Growing uncertainty has sent formerly buoyant financial markets into a downward spiral and sparked widespread panic among the white minority, who have joined lines at stores nationwide to stockpile food and gas. Pamphlets circulated by facsimile and mail advise whites on how to survive the disruption of services before and after the poll. Newspapers carry daily reports about pre-election panic, which has sent depressed consumer sales soaring.
The death toll in Natal - the focus of a relentless power struggle between rival Zulu factions loyal to the African National Congress (ANC) and Inkatha Freedom Party - has risen to 64 since the emergency declaration.
ANC President Nelson Mandela confirmed over the April 2 weekend that a planned summit between himself, President Frederik de Klerk, Inkatha leader Chief Mangosuthu Buthelezi, and Zulu monarch King Goodwill Zwelithini would go ahead at an undisclosed venue on April 8.
``At best it could improve the atmosphere for an election and lead to some joint peace ventures to calm tensions,'' says a Western diplomat. ``But it could just as well turn into another counsel of despair.''
Diplomats and political analysts say the four-way summit is the last hope for negotiating the holding of free and fair elections in Natal. If the summit fails to resolve the conflict, the government will most likely increase emergency measures, and hundreds of Inkatha activists could be detained.
On April 5 in the coastal town of Empangeni in northern Natal, tens of thousands of Inkatha-supporting Zulu demonstrators defied emergency regulations outlawing the carrying of dangerous weapons. Police removed firearms and metal spears, but the Zulu marchers refused to part with their traditional weapons - sharpened sticks, clubs, and cowhide shields.
Security forces guarded ANC offices and surrounded them with razor wire to avoid a repetition of the violence that erupted in Johannesburg March 28. A clash between Inkatha marchers, ANC guards, and mystery snipers ended in the loss of 53 lives.

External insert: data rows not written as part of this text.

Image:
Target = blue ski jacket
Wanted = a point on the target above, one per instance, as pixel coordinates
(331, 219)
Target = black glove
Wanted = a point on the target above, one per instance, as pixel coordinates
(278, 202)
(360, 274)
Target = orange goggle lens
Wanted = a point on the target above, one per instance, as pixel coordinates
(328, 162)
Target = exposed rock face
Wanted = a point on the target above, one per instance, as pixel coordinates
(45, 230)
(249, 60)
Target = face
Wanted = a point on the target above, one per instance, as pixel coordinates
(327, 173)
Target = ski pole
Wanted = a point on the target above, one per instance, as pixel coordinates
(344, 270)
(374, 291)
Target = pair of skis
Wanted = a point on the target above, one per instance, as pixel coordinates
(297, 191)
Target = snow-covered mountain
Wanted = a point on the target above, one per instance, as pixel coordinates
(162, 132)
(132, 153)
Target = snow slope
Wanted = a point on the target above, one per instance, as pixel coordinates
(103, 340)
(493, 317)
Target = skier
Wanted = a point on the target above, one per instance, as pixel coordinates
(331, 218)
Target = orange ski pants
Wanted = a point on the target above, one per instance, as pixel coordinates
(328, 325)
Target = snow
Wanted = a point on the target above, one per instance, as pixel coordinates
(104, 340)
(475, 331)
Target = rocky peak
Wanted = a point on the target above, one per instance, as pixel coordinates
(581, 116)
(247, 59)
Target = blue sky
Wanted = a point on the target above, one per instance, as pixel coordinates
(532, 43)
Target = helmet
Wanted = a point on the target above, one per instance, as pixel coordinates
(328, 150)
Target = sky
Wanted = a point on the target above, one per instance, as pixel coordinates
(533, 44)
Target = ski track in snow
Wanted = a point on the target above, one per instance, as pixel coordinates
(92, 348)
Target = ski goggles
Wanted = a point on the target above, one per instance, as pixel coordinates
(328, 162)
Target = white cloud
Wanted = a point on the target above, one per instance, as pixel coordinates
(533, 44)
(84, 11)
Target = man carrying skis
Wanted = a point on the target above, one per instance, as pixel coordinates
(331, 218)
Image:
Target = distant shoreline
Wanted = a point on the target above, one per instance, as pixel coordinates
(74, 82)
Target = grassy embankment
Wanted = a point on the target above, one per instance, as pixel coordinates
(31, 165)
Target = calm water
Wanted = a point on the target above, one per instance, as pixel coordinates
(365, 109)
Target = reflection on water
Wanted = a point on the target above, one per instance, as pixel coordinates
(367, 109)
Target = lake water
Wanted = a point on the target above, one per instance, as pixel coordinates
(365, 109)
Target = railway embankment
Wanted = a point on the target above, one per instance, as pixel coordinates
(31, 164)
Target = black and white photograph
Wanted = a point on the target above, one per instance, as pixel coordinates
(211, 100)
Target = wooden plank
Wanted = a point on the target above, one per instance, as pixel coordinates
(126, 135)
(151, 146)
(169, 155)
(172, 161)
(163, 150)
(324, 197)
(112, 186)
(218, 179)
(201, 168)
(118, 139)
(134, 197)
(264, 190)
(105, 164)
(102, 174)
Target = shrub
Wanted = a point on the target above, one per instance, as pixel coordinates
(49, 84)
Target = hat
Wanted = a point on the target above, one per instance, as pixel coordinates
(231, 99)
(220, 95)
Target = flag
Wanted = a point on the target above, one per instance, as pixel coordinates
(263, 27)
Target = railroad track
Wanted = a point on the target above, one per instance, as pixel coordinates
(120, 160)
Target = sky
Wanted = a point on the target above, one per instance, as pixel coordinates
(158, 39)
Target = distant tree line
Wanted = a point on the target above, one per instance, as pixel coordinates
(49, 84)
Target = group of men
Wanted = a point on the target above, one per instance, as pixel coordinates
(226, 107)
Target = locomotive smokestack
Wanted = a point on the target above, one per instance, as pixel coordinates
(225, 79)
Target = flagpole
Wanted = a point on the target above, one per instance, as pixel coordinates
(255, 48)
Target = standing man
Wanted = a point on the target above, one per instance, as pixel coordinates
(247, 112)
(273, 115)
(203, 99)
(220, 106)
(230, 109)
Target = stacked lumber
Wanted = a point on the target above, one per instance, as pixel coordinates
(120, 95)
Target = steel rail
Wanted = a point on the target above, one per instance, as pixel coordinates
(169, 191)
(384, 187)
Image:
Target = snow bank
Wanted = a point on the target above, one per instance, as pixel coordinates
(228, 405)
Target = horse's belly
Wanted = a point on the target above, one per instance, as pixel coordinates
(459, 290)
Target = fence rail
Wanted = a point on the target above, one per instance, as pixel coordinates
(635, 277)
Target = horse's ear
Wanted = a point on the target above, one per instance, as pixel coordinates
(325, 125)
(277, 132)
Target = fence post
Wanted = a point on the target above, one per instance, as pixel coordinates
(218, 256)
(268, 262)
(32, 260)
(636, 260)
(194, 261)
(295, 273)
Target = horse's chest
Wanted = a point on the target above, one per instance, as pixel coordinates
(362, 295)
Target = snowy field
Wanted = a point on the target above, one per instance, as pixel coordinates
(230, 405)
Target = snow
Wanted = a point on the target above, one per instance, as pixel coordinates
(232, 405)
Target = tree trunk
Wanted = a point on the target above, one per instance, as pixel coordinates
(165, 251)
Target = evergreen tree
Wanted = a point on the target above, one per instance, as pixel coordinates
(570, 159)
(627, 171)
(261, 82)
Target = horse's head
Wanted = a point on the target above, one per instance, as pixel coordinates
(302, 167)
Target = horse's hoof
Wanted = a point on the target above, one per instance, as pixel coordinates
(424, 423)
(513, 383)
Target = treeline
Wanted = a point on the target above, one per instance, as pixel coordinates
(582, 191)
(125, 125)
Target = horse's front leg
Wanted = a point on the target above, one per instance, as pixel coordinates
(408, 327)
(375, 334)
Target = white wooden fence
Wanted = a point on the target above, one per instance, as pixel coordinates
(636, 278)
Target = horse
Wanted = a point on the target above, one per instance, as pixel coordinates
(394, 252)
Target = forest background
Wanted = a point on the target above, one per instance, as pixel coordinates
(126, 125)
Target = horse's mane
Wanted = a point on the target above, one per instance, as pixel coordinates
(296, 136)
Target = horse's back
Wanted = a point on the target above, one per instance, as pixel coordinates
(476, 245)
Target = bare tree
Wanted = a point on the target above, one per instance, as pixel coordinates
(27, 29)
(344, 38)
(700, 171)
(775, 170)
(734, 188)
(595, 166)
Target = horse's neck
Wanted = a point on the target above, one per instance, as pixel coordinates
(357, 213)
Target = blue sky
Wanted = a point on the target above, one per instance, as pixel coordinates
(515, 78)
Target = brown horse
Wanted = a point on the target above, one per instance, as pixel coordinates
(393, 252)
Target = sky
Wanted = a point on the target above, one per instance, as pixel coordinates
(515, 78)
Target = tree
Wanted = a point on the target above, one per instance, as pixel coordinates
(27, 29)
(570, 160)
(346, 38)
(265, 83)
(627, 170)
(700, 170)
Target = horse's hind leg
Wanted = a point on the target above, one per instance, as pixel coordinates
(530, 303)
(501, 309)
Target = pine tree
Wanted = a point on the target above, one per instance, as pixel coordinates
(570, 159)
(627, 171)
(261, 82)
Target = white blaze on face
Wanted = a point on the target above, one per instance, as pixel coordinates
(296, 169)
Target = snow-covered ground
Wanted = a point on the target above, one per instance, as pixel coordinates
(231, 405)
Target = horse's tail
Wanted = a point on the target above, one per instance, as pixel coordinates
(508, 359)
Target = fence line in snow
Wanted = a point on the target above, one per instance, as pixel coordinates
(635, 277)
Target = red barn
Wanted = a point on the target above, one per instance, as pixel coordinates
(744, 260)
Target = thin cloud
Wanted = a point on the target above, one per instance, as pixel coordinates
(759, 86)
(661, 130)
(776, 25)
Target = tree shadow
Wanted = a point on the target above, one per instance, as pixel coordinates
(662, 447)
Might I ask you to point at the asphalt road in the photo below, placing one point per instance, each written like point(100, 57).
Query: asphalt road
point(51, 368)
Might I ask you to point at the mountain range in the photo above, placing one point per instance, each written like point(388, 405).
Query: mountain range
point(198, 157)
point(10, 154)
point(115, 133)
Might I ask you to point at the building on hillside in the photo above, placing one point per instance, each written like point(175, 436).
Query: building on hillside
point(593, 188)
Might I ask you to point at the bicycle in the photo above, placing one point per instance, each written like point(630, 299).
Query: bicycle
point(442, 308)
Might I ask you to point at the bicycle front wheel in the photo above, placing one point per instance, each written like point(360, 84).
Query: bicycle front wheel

ANC officials in Natal, reeling from an Easter weekend of massacres and random revenge killings that left scores of its supporters dead, have criticized the emergency as ineffective. Some liberal newspaper editors and academics charged the emergency was a backward step that raised prospects of new tyranny developing after the election.

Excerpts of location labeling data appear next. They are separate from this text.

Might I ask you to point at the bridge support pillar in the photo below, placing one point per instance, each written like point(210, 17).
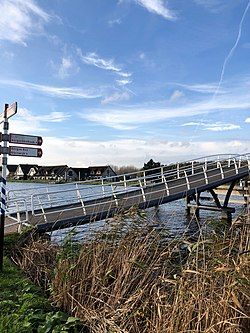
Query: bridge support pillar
point(188, 209)
point(226, 215)
point(195, 211)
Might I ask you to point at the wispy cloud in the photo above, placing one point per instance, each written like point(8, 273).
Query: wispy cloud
point(232, 50)
point(116, 97)
point(205, 88)
point(31, 123)
point(123, 82)
point(214, 127)
point(137, 115)
point(113, 22)
point(158, 7)
point(20, 19)
point(106, 64)
point(67, 68)
point(60, 92)
point(177, 94)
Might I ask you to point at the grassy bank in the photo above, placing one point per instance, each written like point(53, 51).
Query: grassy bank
point(23, 306)
point(137, 281)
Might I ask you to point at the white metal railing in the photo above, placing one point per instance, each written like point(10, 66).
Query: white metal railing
point(56, 195)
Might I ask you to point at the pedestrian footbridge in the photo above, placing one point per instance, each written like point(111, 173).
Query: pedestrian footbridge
point(55, 206)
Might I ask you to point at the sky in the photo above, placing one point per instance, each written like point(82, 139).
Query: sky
point(122, 81)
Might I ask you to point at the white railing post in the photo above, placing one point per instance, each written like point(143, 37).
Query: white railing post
point(142, 191)
point(178, 170)
point(236, 167)
point(42, 209)
point(103, 188)
point(166, 184)
point(144, 178)
point(114, 195)
point(221, 170)
point(78, 193)
point(124, 181)
point(47, 190)
point(187, 180)
point(240, 159)
point(18, 218)
point(205, 174)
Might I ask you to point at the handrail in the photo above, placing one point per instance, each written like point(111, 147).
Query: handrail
point(167, 173)
point(141, 181)
point(114, 198)
point(86, 182)
point(115, 193)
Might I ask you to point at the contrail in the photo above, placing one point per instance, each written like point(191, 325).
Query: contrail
point(231, 52)
point(228, 57)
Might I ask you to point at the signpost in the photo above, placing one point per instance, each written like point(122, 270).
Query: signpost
point(25, 151)
point(5, 137)
point(25, 139)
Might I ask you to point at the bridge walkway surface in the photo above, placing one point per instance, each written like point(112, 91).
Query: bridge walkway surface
point(59, 206)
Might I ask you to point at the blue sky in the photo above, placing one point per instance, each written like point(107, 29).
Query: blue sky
point(121, 81)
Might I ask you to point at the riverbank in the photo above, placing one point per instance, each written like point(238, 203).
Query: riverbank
point(24, 307)
point(137, 280)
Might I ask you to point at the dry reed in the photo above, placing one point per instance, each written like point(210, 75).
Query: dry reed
point(137, 283)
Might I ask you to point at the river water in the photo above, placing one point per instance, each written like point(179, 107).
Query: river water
point(170, 217)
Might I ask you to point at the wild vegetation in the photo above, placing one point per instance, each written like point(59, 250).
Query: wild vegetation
point(137, 280)
point(23, 306)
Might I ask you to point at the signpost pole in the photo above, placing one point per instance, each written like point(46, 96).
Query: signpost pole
point(3, 186)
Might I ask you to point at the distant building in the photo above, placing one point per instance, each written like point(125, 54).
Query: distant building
point(81, 173)
point(22, 171)
point(101, 172)
point(11, 170)
point(58, 173)
point(54, 173)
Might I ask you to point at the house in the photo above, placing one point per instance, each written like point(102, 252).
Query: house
point(81, 173)
point(53, 172)
point(11, 169)
point(57, 173)
point(23, 170)
point(101, 172)
point(32, 172)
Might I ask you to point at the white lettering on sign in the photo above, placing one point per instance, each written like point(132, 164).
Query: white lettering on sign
point(9, 112)
point(25, 139)
point(25, 151)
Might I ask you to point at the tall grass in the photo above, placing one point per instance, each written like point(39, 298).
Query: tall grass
point(139, 282)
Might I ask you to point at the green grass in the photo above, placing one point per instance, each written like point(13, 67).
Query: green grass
point(23, 306)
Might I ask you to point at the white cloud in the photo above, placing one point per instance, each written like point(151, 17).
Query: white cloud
point(29, 123)
point(177, 94)
point(138, 115)
point(60, 92)
point(107, 64)
point(220, 127)
point(207, 88)
point(67, 67)
point(116, 97)
point(20, 19)
point(157, 7)
point(115, 21)
point(123, 82)
point(214, 127)
point(136, 152)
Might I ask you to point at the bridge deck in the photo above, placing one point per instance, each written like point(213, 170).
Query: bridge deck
point(156, 190)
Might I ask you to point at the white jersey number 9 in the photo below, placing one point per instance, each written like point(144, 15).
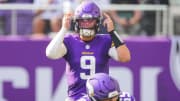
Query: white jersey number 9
point(87, 62)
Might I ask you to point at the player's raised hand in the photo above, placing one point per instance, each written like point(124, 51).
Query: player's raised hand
point(66, 22)
point(108, 23)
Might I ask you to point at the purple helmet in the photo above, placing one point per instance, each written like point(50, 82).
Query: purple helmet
point(87, 10)
point(125, 96)
point(102, 86)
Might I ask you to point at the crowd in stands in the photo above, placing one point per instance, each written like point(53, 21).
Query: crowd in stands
point(44, 22)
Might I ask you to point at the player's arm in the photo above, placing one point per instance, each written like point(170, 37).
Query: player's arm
point(122, 53)
point(56, 48)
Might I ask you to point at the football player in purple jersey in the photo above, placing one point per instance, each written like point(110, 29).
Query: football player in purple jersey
point(85, 51)
point(102, 87)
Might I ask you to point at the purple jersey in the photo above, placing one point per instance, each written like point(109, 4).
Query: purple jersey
point(124, 96)
point(85, 59)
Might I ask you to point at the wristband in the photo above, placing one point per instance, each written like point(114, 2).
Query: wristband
point(116, 39)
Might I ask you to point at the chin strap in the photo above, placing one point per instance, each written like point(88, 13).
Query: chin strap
point(87, 32)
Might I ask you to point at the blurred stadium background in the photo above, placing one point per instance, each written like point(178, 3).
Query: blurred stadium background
point(152, 75)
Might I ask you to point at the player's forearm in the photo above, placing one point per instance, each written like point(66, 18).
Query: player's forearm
point(122, 51)
point(56, 48)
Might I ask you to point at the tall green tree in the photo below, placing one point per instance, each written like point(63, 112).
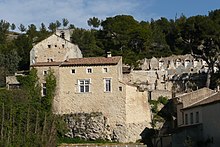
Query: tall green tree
point(22, 28)
point(201, 34)
point(58, 23)
point(94, 22)
point(65, 22)
point(13, 27)
point(52, 27)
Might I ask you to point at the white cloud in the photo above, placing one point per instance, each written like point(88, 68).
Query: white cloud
point(76, 11)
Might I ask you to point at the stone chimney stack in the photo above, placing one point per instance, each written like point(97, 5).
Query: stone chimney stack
point(108, 54)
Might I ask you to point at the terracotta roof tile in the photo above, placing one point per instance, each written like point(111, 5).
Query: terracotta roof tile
point(211, 99)
point(92, 61)
point(83, 61)
point(46, 64)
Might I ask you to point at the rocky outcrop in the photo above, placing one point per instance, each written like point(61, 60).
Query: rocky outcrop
point(90, 126)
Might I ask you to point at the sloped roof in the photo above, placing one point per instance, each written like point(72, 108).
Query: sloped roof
point(47, 64)
point(92, 61)
point(83, 61)
point(211, 99)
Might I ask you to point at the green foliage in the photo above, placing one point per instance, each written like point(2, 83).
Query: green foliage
point(94, 22)
point(154, 109)
point(23, 117)
point(66, 140)
point(50, 93)
point(87, 42)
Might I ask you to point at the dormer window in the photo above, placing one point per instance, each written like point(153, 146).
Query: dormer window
point(89, 70)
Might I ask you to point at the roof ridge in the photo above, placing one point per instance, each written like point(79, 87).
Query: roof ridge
point(203, 99)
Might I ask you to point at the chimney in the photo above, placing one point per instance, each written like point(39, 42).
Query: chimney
point(108, 54)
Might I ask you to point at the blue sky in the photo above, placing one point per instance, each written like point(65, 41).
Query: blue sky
point(79, 11)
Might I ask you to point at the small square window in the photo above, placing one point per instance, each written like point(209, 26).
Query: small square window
point(44, 89)
point(105, 70)
point(89, 70)
point(73, 71)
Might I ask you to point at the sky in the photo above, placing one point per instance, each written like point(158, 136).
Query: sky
point(79, 11)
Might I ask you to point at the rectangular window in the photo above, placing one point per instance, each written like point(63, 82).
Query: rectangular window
point(186, 119)
point(89, 70)
point(84, 85)
point(44, 72)
point(105, 70)
point(44, 89)
point(108, 87)
point(197, 117)
point(73, 71)
point(191, 118)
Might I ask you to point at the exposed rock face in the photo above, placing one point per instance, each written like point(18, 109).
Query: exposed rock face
point(90, 126)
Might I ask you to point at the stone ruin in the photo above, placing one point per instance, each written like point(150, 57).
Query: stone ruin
point(177, 73)
point(90, 126)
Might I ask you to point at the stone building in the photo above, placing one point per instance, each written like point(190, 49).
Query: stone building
point(198, 122)
point(94, 84)
point(54, 49)
point(165, 75)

``Before our new democracy has even been born, it has become hostage to political expedience,'' stated the Sunday Times of Johannesburg, the country's main weekly newspaper.

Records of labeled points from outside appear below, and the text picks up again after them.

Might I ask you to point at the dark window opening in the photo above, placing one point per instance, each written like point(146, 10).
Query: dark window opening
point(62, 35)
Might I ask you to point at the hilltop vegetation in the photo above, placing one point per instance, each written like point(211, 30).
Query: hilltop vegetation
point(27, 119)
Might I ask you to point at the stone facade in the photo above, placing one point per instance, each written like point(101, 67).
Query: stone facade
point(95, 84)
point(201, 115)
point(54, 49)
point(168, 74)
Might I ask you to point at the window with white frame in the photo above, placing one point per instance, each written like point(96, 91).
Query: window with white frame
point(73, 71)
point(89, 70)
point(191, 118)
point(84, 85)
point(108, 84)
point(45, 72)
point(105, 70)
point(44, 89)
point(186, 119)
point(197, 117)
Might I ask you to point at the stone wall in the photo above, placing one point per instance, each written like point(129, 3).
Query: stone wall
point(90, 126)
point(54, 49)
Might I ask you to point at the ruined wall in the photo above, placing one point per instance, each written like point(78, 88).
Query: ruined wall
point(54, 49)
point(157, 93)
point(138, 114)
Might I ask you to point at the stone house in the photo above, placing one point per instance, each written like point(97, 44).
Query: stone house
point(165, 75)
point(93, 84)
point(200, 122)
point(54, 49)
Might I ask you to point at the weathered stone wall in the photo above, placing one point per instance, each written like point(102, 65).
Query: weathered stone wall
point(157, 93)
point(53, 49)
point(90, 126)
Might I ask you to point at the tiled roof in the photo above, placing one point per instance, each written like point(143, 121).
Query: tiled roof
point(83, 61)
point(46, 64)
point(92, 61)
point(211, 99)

Attempts at international mediation to resolve political differences between Inkatha and the ANC, which have led to Inkatha boycotting the poll, were delayed until next week.
Inkatha and the ANC have failed to reach agreement on the terms of reference for the international mediators, including former United States Secretary of State Henry Kissinger and former British Foreign Secretary Lord Carrington. Mr. Kissinger and Lord Carrington, who according to South African mediators are due in the country the week of April 11, have indicated they are not prepared to mediate until terms of reference for the talks have been finalized.
Chief Buthelezi's Inkatha insists the April election date must be postponed to allow implementation of any agreement flowing from the mediation. Mr. Mandela's ANC insists the election must go ahead regardless of the mediation effort and that any agreement reached can be implemented after the election.
Diplomats say that the two sides are close to an agreement on guaranteeing the future of the Zulu monarchy by inserting a special clause into the interim constitution that would secure the position of King Goodwill, but would not offer a political future to Buthelezi, whose political life as head of the KwaZulu government ends after the election.
End of a homeland
The KwaZulu administration, a creation of the apartheid era, would be integrated into the administration of a new KwaZulu/Natal Province.
Inkatha, with the backing of the Zulu monarch, is also demanding greater political and fiscal autonomy for the region.
So far, an estimated 1,200 troops of the South African Defense Force have taken up position in the major townships around Durban. The ANC is demanding that the KwaZulu Police be removed from the control of Buthelezi's KwaZulu government and placed under the control of the South African Police.
The threat of a mutiny in the senior ranks of the police surfaced again April 5 when two senior police generals, suspended by Mr. De Klerk two weeks ago on suspicion of their involvement in gun-running rackets to Inkatha, returned to their offices.